Let’s take a moment to talk about
commit-slab. A commit slab dynamically associates commits with some kind of information. For example, indegree commit slab stores the indegree of a commit when running the topological sort, generation commit slab stores the generation number of a commit, and so on.
Commit slabs are neat because they reduce the memory footprint. The generation commit slab allocates memory only when generation numbers are assigned. For the large repositories, such savings can be pretty nifty.
But this, of course, comes at a cost. A struct member access is much cheaper than accessing the same member through commit-slab.
As discovered by SZEDER 1, specific commands like “git merge-base –is-ancestor HEAD~50000 HEAD” were slower by nearly 40%!
Dr. Stolee believes the slowdown has to do with the underlying algorithm, rather than the slower commit slab access 2.
|Test||Time taken by Master||Time taken by Version 4||Change in Time (%)|
|git merge-base –is-ancestor HEAD~50000 HEAD||0.787s||0.927s||+17.79%|
|Test||Max RSS, Master||Max RSS, Version 4||Change in Max RSS (%)|
|git merge-base –is-ancestor HEAD~50000 HEAD||177694kb||177707kb||+0.01%|
Talking more about my experience, over the weeks, I have grown more comfortable with the build process and hacking around things. While the implementation is straightforward, I had to spend a lot of time debugging tests.
For example, consider the idea “commits within the graph have definite generation numbers”. So, if the commit is not from the graph, it must have an infinite generation number.
This fails when we think about writing commit-graph. Since commits have not been written (yet), they have a generation number but are also not from the graph.
Likewise, consider the following idea: Maintaining a count of “parsed commits so far” for a repository should provide a unique value, which can then be used as an index for commit-slab seems reasonable.
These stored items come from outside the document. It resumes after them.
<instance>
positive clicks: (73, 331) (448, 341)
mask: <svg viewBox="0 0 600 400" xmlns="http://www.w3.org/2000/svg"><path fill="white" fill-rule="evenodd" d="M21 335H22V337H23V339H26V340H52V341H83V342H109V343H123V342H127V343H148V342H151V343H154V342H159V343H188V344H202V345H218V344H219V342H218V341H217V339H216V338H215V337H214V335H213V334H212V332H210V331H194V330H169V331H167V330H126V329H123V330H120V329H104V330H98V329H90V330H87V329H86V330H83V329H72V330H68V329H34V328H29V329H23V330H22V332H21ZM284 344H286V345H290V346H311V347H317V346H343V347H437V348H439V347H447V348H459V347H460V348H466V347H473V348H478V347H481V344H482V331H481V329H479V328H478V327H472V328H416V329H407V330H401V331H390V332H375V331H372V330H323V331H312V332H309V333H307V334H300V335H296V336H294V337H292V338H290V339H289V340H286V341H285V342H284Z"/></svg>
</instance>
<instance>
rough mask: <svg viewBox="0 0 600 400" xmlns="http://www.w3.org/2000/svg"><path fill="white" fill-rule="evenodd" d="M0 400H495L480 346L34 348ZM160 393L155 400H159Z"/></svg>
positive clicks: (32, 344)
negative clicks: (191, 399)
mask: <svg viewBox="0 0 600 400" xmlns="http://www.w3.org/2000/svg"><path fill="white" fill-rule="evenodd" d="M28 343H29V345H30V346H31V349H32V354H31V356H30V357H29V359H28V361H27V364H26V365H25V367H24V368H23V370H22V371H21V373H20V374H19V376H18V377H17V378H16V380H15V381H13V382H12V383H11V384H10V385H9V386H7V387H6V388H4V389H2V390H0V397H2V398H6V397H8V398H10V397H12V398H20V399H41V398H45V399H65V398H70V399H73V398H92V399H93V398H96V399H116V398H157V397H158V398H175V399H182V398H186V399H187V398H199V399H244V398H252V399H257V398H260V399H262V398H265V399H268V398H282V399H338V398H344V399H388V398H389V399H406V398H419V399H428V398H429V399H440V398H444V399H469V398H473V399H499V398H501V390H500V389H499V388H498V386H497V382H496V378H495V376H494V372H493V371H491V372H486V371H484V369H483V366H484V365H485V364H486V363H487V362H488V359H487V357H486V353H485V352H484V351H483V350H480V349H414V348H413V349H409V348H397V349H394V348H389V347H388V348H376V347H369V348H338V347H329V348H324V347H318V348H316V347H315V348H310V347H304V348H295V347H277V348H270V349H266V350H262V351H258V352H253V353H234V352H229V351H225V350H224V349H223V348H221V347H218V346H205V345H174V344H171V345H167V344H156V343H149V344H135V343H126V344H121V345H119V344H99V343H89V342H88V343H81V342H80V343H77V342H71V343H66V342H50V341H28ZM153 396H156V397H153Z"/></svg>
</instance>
But it’s true only for single repository setups that have no submodules at all! The build failed tests for diff-submodules.
The commit-slab has been used for the following:
contains_cache, commit_seen, indegree_slab, author_date_slab, commit_base, commit_pos, bloom_filter_slab, buffer_slab, commit_rev_name, commit_names, commit_name_slab, saved_parents, blame_suspects, commit_todo_item
None of which had failed yet.
As v3 was queued into next, I will polish the current series a bit more. Solving the global counter issue with alloc_commit_index() more cleanly by dropping commit_count from parsed_object_pool and fixing the segfault when allocating new slabs 6.
Once that’s done, I will focus entirely on “handling commit-graph format change”.
Thanks to Dr. Stolee, Dr. Jakub, Junio, and Szeder Gábor for their interest in patch series.